Trattamenti – Non solo centri insufficienti e liste d’attesa. Il problema riguarda anche il tipo di cure proposte. “Altro aspetto deficitario del sistema è l’assenza di studi di esito condotti dai servizi clinici. Si autocelebrano senza fare valutazioni sull’esito dei loro trattamenti, per cui non siamo in grado di sapere quali lavorano bene e quali no”, illustra Dalle Grave. “A Villa Garda, applichiamo dei trattamenti psicologici evidence-based – la cui efficacia è dimostrata da studi controllati – che raramente sono implementati nei servizi clinici italiani e quando lo sono si devia dal protocollo perché le scuole di specializzazione e psicoterapia così come le università non formano adeguatamente sul tema. Capita, dunque, che il singolo professionista applichi le terapie che ha imparato nelle scuole, ma che spesso sono totalmente inadeguate. E se la terapia è scadente purtroppo poi gli esiti sono altrettanto scadenti. Al contrario, i trattamenti psicologici evidence-based – come ad esempio la terapia cognitivo-comportamentale migliorata (raccomandata dalle linee guida Nice inglesi, le più importanti per la cura delle malattie) o il trattamento basato sulla famiglia (ha evidenza di efficacia negli adolescenti che hanno una durata di malattia inferiore ai tre anni) – sono fondamentali perché guariscono due terzi dei pazienti”.

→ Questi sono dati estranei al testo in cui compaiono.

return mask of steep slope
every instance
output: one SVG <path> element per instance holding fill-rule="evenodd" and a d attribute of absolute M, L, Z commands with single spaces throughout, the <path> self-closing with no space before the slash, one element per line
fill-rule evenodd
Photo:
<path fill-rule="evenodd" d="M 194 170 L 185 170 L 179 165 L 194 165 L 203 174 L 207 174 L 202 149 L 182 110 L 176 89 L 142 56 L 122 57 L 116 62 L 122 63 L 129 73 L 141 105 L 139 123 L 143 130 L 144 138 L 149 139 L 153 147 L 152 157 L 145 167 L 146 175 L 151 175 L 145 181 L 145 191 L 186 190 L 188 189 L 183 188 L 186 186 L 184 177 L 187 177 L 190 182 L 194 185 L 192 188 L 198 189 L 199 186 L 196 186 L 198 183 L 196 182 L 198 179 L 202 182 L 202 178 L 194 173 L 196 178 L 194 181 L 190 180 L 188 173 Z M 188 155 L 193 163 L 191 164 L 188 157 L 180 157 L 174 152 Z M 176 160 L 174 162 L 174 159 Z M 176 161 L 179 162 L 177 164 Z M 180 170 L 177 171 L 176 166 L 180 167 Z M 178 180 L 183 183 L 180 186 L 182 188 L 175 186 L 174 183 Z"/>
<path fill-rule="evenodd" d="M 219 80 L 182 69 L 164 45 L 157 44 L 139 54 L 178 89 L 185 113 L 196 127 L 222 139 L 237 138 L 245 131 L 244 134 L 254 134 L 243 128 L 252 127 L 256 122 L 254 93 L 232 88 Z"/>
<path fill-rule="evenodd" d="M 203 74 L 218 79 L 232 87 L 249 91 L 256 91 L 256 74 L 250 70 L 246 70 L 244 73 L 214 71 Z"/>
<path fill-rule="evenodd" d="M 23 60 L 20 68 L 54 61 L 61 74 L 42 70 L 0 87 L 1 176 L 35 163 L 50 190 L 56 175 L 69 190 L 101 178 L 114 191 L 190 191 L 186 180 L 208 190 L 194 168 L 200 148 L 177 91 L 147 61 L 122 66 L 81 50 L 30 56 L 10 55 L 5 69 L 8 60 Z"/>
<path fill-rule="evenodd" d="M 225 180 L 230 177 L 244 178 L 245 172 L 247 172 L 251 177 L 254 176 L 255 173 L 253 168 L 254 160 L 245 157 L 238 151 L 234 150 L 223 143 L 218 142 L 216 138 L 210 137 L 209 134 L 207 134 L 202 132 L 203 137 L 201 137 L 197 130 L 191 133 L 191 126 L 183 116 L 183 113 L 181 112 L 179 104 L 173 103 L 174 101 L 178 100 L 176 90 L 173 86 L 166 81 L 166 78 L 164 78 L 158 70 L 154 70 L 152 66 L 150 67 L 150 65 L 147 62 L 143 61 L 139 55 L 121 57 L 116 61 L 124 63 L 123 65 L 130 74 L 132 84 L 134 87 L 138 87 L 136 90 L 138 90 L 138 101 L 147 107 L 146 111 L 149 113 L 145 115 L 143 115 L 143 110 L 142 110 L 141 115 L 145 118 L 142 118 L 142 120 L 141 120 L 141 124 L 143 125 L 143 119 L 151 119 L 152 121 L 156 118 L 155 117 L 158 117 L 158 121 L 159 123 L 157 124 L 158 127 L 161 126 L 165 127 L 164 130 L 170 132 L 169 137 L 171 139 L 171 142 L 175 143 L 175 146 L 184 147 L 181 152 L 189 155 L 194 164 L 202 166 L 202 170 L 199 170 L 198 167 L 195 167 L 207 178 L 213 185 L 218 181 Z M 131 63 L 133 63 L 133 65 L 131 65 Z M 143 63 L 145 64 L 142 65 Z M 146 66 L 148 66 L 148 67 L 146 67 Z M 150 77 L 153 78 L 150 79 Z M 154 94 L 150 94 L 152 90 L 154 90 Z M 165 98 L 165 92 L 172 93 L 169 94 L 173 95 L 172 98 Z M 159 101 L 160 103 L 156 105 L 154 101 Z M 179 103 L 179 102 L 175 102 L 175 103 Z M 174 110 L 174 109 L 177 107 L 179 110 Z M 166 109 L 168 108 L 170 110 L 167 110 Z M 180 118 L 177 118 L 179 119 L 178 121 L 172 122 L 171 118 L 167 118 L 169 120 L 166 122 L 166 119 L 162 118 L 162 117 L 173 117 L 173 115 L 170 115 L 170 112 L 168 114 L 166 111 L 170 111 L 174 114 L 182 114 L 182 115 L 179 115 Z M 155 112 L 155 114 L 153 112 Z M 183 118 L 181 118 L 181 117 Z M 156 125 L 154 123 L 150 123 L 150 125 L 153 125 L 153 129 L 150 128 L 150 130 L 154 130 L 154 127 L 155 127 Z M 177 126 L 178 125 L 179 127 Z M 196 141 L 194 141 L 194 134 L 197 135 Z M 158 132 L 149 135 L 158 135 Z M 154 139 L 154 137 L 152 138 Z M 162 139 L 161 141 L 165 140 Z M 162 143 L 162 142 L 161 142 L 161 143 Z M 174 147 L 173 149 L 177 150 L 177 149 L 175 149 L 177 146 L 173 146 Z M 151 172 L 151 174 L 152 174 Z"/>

Dai disturbi alimentari si può guarire – Alla luce di tutto ciò, come deve comportarsi una famiglia che si trova ad affrontare questo problema? “Non appena avverte il sentore, la famiglia non deve avere paura di rivolgersi a un professionista ben informato sul tema. Sono inoltre consultabili sul sito del Ministero della Salute le raccomandazioni per i familiari che illustrano i primi sintomi di un disturbo alimentare, i segnali per riconoscerlo e in seguito i consigli per affrontare un percorso di guarigione – conclude Giannini – Le abbiamo chieste per tanto tempo e ora sono diventate realtà, così com’è accaduto con la Giornata del Fiocchetto Lilla (simbolo dell’impegno e della consapevolezza nei confronti delle problematiche legate al disturbo, che ricorre ogni 15 marzo) e con il codice lilla in pronto soccorso (introdotto nel 2018 per avviare da subito il giusto percorso terapeutico per i pazienti, anche se fino a quando il personale che lavora in pronto soccorso non sarà opportunamente formato sui dca, il codice lilla – pur formalmente introdotto – non sarà effettivo)”.